20.02.2024

Län­der wol­len Ampel zum Bruch des Koali­ti­ons­ver­trags treiben

Erneut ist die Bezahl­kar­te für Geflüch­te­te Gegen­stand eines öffent­lich insze­nier­ten Streits in der Bun­des­re­gie­rung – angeb­lich, um eine „rechts­si­che­re“ Ein­füh­rung der Bezahl­kar­te zu gewähr­leis­ten. Gin­ge es aber tat­säch­lich nur um die Rechts­si­cher­heit, bräuch­te es kei­ne Geset­zes­än­de­rung: Die Stadt Han­no­ver macht längst vor, dass und wie eine sol­che Kar­te dis­kri­mi­nie­rungs­frei schon jetzt zum Ein­satz kom­men kann. In ver­schie­de­nen Län­dern und Kom­mu­nen sind Bezahl­kar­ten vor­han­den oder in Vor­be­rei­tung – auch sol­che, die aus Sicht von PRO ASYL inak­zep­ta­ble Beschrän­kun­gen vorsehen.

„Eine – sogar dis­kri­mi­nie­rungs­freie – Umset­zung der Bezahl­kar­te ist bereits heu­te mög­lich. Nur, wer die Mög­lich­kei­ten zur Dis­kri­mi­nie­rung per Kar­te stark aus­wei­ten will, braucht eine Geset­zes­än­de­rung. Die aktu­el­len Äuße­run­gen, in denen die Bezahl­kar­te zum wich­tigs­ten Instru­ment der Sen­kung der Asyl­an­trags­zah­len sti­li­siert wird, sind kom­plett rea­li­täts­fern. Nie­mand lässt sich wegen der Bezahl­kar­te von der Flucht vor Ver­fol­gung oder Krieg abschre­cken.
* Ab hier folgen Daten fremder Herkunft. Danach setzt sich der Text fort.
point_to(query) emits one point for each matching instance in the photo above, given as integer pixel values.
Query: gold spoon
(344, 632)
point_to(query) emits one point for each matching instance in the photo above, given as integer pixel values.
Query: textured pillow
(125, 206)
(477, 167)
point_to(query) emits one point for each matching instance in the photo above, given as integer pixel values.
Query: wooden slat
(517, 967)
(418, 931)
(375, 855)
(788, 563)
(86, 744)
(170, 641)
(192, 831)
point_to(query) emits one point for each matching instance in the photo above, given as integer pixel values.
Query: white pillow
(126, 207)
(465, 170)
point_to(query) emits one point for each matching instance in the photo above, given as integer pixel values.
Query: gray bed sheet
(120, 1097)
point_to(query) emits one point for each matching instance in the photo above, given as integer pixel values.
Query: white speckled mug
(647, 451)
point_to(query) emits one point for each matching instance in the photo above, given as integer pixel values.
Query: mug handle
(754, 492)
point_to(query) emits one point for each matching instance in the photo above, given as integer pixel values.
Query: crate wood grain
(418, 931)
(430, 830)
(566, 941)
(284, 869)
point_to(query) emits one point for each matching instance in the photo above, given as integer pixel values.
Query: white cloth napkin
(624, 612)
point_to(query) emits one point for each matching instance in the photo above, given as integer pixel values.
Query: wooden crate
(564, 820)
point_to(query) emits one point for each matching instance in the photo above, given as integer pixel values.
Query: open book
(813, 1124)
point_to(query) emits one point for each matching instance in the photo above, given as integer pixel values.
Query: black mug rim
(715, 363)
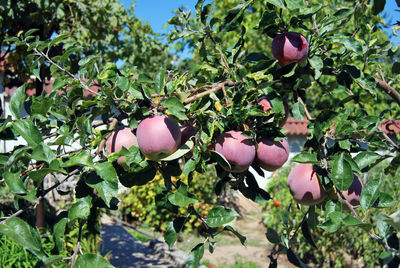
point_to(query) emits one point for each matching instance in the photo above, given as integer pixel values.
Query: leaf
(17, 101)
(364, 159)
(28, 131)
(181, 197)
(385, 200)
(370, 193)
(220, 215)
(106, 181)
(342, 174)
(306, 157)
(159, 80)
(307, 234)
(273, 236)
(80, 209)
(220, 160)
(38, 175)
(195, 256)
(277, 3)
(298, 111)
(173, 229)
(81, 159)
(92, 260)
(294, 258)
(317, 63)
(25, 235)
(58, 233)
(14, 182)
(241, 237)
(43, 152)
(378, 6)
(184, 149)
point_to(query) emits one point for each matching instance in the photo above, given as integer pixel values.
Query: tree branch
(213, 88)
(40, 53)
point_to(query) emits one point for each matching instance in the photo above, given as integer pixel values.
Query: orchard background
(83, 69)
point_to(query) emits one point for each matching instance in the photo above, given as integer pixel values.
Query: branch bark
(213, 88)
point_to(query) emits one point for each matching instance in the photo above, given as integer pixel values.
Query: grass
(239, 263)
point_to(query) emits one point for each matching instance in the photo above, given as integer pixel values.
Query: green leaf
(17, 101)
(184, 149)
(58, 233)
(172, 232)
(298, 111)
(306, 157)
(195, 256)
(330, 226)
(241, 237)
(28, 131)
(364, 159)
(92, 260)
(105, 181)
(342, 174)
(182, 198)
(370, 193)
(220, 159)
(294, 258)
(38, 175)
(220, 215)
(277, 3)
(190, 166)
(43, 152)
(307, 234)
(317, 63)
(385, 200)
(81, 159)
(14, 182)
(378, 6)
(273, 236)
(80, 209)
(25, 235)
(159, 80)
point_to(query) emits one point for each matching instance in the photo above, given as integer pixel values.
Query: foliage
(139, 204)
(346, 88)
(349, 247)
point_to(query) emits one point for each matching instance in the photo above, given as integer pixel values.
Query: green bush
(139, 204)
(344, 248)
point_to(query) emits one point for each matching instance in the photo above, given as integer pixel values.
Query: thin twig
(299, 99)
(40, 53)
(78, 246)
(213, 88)
(114, 122)
(40, 197)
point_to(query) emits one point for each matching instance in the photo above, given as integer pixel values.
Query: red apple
(121, 137)
(238, 150)
(290, 47)
(158, 136)
(305, 186)
(271, 155)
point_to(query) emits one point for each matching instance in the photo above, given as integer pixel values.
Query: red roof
(299, 126)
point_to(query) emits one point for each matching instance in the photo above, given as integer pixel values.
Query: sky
(158, 12)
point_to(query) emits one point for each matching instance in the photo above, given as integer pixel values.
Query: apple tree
(329, 62)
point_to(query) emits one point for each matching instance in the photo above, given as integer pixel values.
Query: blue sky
(158, 12)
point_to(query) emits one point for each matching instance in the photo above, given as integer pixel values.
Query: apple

Das ein­zi­ge Resul­tat ist, dass Schutz­su­chen­de im All­tag gegän­gelt und aus­ge­grenzt wer­den“, so Andrea Kothen, Refe­ren­tin bei PRO ASYL.

Die Län­der haben die Bezahl­kar­te als umfang­rei­ches Dis­kri­mi­nie­rungs­in­stru­ment beschlos­sen und kon­zi­piert. Doch sie wol­len offen­bar noch mehr und nun die Anwen­dungs­mög­lich­kei­ten der Kar­te aus­wei­ten. Dazu könn­te vor allem zäh­len, dass auch die­je­ni­gen Geflüch­te­ten die Bezahl­kar­te bekom­men sol­len, die auf­grund lang­jäh­ri­gen Auf­ent­halts längst einen Anspruch auf Leis­tun­gen ana­log der Sozi­al­hil­fe haben. Seit der jüngs­ten Ver­schär­fung heißt das: nach über drei Jah­ren wei­ter­hin nur eine Bezahl­kar­te anstatt gleich­be­rech­tig­te Leis­tun­gen. Und die Bun­des­re­gie­rung scheint die­sem Vor­ha­ben in wei­ten Tei­len fol­gen zu wol­len. Nicht aus­ge­schlos­sen scheint, dass in nicht fer­ner Zukunft alle Bürgergeldempfänger*innen mit einer dis­kri­mi­nie­ren­den Bezahl­kar­te leben sol­len. PRO ASYL appel­liert drin­gend an alle poli­ti­schen Par­tei­en, end­lich damit auf­zu­hö­ren, mit einem immer aggres­si­ve­ren Ton und immer wei­ter gehen­den Vor­schlä­gen auf dem Rücken geflüch­te­ter und bedürf­ti­ger Men­schen popu­lis­ti­sche Poli­tik zu betreiben.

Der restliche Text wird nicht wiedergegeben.